Le Rapport mondial sur le développement humain 2006 du Programme des Nations Unies pour le développement donne un excellent aperçu et une analyse détaillée des relations entre le pouvoir, la pauvreté et l’eau(15). Il met en évidence le fait que les sombres réalités de la vie dans les taudis échappent à l’analyse statistique. Souvent, plusieurs familles vivent dans un complexe de plusieurs maisons équipé d’une seule toilette pour tous les adultes et les enfants. Les toilettes sont parfois réservées aux adultes, et les enfants sont forcés d’aller faire leurs besoins ailleurs dans le complexe ou dans les rues où ils jouent(16). Il n’est pas rare de trouver des communautés dans les villes d’Afrique subsaharienne où 250 ménages se partagent trois toilettes et une douche. Ce genre de situation accroît le stress imposé à tous les habitants, mais en particulier aux femmes qui sont exposées à des risques plus élevés de violence sexiste(17). En Amérique latine, seuls 33,6 % des citadins pauvres ont accès à des toilettes à chasse d’eau, contre 63,7 % des habitants urbains non pauvres(18).

L’eau est une ressource rare et chère pour tous les pauvres des villes, qui en achètent souvent en petites quantités à des vendeurs des rues, à des coûts unitaires considérablement plus élevés que les personnes qui ont l’eau courante chez elles. S’il existe un système de canalisation, l’alimentation en eau peut exiger de longs déplacements jusqu’à la borne-fontaine locale, de longues attentes, le transport des lourds jerrycans pleins, un stockage soigneux pour minimiser les pertes et la réutilisation de la même eau plusieurs fois, ce qui augmente le risque de contamination(19).

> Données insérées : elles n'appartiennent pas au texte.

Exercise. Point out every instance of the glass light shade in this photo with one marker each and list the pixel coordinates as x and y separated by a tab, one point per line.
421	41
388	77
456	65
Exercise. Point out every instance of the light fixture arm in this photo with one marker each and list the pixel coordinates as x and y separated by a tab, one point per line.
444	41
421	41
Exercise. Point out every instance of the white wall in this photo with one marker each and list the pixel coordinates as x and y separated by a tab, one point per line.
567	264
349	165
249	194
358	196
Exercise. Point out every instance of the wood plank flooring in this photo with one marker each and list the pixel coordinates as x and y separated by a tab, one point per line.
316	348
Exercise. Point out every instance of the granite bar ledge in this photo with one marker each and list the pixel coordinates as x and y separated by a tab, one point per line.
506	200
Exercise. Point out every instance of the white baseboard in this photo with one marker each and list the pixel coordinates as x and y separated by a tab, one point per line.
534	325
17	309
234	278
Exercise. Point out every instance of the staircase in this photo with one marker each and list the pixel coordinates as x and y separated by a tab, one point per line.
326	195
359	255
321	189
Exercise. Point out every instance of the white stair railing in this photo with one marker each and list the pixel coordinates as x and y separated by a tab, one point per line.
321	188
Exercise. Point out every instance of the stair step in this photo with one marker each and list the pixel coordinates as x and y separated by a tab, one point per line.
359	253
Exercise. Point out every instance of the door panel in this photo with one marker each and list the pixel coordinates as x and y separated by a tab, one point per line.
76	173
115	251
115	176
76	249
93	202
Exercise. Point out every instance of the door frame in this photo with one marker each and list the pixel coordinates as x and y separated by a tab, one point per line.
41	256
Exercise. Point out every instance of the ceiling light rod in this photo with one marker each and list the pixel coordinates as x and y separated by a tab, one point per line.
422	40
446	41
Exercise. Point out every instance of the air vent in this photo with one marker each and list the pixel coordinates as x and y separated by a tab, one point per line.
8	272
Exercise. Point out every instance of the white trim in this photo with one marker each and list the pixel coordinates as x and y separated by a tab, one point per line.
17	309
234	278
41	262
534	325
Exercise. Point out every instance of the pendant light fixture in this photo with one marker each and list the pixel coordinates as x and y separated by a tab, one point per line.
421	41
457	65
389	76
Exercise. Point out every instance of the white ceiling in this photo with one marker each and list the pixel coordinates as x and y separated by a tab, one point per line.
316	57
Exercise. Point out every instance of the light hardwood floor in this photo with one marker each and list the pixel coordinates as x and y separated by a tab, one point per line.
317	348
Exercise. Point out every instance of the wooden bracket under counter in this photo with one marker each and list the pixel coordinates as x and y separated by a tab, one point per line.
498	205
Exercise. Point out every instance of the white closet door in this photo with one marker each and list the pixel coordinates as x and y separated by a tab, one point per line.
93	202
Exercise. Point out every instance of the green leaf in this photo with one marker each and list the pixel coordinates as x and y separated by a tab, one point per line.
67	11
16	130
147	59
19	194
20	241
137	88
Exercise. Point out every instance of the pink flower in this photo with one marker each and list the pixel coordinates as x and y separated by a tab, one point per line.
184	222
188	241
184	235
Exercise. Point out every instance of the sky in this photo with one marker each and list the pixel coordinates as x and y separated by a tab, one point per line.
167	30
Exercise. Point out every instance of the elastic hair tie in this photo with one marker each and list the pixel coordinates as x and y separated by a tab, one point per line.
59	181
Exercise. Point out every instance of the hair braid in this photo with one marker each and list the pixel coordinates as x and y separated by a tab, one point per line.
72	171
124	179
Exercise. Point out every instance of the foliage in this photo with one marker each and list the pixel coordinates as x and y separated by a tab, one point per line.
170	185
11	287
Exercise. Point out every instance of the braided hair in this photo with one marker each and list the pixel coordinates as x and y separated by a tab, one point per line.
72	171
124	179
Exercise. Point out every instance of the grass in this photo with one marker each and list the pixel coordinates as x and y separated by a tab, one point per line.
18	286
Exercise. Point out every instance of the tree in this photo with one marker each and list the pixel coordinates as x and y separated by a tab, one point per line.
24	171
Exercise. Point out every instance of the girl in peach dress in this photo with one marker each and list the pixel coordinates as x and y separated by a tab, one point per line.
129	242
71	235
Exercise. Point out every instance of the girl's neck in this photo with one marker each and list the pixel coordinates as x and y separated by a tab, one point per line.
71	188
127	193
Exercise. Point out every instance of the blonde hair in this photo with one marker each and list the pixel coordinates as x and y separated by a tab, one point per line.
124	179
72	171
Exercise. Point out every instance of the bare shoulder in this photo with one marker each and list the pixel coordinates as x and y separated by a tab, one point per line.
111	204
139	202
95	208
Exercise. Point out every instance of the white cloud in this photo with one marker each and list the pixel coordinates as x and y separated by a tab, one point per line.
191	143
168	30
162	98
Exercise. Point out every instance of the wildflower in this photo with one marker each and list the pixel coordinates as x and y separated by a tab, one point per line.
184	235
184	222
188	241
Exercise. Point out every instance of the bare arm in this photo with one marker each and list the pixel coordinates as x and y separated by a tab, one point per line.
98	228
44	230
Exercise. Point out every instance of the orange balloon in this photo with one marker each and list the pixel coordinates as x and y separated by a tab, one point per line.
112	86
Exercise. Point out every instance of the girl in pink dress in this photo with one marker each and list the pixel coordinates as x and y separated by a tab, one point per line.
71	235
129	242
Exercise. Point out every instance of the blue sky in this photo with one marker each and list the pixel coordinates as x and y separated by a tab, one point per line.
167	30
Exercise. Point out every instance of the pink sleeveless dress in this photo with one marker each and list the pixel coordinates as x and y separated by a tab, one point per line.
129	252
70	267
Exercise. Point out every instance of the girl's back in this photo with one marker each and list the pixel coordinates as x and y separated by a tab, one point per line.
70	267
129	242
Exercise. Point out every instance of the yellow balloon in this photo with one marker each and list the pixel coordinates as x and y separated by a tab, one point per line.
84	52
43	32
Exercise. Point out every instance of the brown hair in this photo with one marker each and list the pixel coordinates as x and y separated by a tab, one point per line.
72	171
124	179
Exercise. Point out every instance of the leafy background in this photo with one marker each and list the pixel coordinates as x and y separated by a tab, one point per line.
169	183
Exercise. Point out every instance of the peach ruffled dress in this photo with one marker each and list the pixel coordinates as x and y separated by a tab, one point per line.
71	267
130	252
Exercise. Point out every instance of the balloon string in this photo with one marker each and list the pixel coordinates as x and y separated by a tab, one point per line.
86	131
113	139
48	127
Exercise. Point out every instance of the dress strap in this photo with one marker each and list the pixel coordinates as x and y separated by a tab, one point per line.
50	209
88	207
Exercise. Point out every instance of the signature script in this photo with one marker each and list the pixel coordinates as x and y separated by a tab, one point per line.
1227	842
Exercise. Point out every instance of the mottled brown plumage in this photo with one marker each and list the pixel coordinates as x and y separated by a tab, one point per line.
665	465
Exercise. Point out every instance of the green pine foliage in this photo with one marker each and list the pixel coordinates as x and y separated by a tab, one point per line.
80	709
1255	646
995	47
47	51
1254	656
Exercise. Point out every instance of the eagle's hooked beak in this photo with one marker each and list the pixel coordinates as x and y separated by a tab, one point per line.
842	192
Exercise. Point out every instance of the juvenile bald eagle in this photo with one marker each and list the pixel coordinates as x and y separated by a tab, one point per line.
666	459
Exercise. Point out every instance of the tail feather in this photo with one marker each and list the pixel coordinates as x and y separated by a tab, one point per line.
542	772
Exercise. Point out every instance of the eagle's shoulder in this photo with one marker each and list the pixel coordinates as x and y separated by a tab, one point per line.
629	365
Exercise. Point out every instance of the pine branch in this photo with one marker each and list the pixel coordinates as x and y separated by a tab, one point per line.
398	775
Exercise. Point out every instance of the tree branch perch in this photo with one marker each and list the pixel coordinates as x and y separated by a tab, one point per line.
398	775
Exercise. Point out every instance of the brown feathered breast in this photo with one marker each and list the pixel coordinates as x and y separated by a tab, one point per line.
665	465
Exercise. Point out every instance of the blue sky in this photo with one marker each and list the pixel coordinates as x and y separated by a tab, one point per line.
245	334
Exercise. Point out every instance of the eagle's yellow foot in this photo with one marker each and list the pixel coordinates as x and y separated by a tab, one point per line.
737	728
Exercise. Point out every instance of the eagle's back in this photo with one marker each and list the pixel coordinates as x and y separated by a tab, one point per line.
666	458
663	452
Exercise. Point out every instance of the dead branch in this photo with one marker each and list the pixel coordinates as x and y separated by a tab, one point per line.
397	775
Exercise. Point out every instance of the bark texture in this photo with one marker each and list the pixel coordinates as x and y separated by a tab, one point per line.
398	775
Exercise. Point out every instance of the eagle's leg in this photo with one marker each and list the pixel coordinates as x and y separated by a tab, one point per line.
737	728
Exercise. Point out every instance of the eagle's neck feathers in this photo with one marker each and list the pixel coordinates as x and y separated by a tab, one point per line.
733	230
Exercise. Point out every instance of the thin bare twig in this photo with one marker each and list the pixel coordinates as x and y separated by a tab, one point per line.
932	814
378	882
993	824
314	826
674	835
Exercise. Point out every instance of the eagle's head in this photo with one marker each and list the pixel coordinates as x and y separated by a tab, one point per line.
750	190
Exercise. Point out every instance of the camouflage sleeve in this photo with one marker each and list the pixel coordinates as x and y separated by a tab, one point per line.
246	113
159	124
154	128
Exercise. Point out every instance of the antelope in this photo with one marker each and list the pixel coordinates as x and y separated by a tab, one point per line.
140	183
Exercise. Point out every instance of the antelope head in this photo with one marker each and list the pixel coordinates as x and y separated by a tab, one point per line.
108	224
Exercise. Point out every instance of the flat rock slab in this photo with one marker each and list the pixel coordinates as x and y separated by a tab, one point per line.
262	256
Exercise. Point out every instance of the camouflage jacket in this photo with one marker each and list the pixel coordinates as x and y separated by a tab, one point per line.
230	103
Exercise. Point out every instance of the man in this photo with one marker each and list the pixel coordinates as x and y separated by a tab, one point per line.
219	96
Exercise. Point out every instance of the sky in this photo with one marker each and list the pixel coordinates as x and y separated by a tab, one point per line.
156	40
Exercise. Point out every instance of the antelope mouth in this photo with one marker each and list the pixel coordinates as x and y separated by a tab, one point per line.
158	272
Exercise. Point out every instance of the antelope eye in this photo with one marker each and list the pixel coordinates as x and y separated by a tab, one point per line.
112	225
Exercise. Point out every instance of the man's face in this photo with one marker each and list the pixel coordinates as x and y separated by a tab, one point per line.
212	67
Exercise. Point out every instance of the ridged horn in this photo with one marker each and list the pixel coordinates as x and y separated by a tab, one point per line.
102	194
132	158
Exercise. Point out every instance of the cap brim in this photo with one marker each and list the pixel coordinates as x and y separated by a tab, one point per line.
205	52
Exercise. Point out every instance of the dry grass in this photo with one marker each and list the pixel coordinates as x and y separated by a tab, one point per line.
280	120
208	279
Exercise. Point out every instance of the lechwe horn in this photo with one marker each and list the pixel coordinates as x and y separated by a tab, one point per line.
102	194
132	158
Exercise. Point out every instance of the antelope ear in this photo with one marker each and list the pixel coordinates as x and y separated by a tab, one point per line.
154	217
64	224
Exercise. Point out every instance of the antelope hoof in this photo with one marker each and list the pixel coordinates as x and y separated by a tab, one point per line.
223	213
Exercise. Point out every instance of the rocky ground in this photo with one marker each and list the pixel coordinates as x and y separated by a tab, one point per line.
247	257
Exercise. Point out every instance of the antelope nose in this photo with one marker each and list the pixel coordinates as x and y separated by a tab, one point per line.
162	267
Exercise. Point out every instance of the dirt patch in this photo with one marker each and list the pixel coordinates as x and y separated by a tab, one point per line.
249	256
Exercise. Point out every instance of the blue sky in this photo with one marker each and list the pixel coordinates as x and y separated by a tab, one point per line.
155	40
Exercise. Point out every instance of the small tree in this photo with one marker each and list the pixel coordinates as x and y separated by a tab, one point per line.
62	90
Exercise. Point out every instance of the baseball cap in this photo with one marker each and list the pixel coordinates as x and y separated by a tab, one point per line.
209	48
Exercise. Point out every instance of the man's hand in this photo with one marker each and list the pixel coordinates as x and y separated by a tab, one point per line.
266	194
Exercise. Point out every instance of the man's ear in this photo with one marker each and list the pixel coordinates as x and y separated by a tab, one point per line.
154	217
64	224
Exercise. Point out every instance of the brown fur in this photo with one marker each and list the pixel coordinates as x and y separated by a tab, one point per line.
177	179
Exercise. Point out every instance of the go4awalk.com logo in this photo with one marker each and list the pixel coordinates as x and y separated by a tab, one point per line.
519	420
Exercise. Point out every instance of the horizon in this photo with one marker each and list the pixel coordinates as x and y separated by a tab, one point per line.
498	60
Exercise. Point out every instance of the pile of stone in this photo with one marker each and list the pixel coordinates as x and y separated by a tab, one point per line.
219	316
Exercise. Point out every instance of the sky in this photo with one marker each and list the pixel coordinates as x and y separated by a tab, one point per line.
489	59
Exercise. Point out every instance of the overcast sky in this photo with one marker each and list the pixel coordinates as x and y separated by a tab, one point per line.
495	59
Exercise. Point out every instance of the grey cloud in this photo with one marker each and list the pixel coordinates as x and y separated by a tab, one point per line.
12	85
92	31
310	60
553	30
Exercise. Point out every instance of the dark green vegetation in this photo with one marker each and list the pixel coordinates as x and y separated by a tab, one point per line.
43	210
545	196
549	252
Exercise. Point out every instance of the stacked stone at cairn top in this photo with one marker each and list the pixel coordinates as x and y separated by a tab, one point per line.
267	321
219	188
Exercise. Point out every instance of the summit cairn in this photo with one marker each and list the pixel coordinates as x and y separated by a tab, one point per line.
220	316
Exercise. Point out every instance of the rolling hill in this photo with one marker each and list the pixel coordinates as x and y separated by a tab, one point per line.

Les femmes et les filles consacrent une part substantielle de leur temps à la corvée d’eau. Une étude limitée sur l’utilisation du temps couvrant 10 localités d’Afrique de l’Est a constaté que le temps d’attente pour s’alimenter en eau était passé de 28 minutes par jour en 1967 à 92 minutes en 1997(20). L’augmentation de temps et d’effort physique ne provient pas tant des distances à parcourir pour atteindre le point d’eau, comme dans les villages, que du grand nombre de gens contraints de s’alimenter à la même source (voir encadré 6).

6

Approvisionnement en eau à Kibera(1)

Selon certains, il y aura là, dans le plus grand bidonville de l’Afrique, un demi-million d’habitants; selon d’autres, plus d’un million. On ne sait pas au juste. . . Les Kiberains vivent dans des abris de tôle ou des huttes de terre, sans toilettes et sans lits. L’alimentation en eau est rare et il n’y a pratiquement pas d’électricité. La plupart des latrines à fosse sont pleines et les portes cadenassées; les habitants font donc usage des « toilettes volantes », c’est-à-dire qu’ils recueillent leurs excréments dans des sacs de plastique qu’ils jettent dans la rue sur les tas d’ordures; ceux-ci servent aussi de terrain de jeu aux enfants.

Sabina, femme d’âge moyen, est assise près d’une borne-fontaine où elle collecte les redevances des gens qui viennent remplir d’eau prétendue propre leurs jerrycans de 20 litres. Les conduites, dont beaucoup fuient, passent par des fossés d’évacuation des eaux usées et quand la pression baisse, fait pratiquement quotidien, aspirent les excréments. « C’est 3 shillings (0,04 dollar) le jerrycan, explique-t-elle, mais quand il y a moins d’eau, j’augmente le tarif à 5,5 shillings. » Sabina est à son poste 11 heures par jour, mais elle n’est pas payée. Les bornes-fontaines sont exploitées par des personnages louches, dont la rumeur dit que ce sont des fonctionnaires de l’État qui ont là une bonne source de revenus.


L’association entre pauvreté, environnement et logement est d’une importance capitale en ce qu’elle signale un domaine clé d’intervention. Les politiques d’amélioration du logement en milieu urbain peuvent avoir d’immenses répercussions sur la réduction de la pauvreté et le bien-être environnemental. Les progrès reflétés par les indicateurs de santé et de mortalité dépendent, dans une très grande mesure, de l’alimentation en eau et du traitement des eaux usées des villes.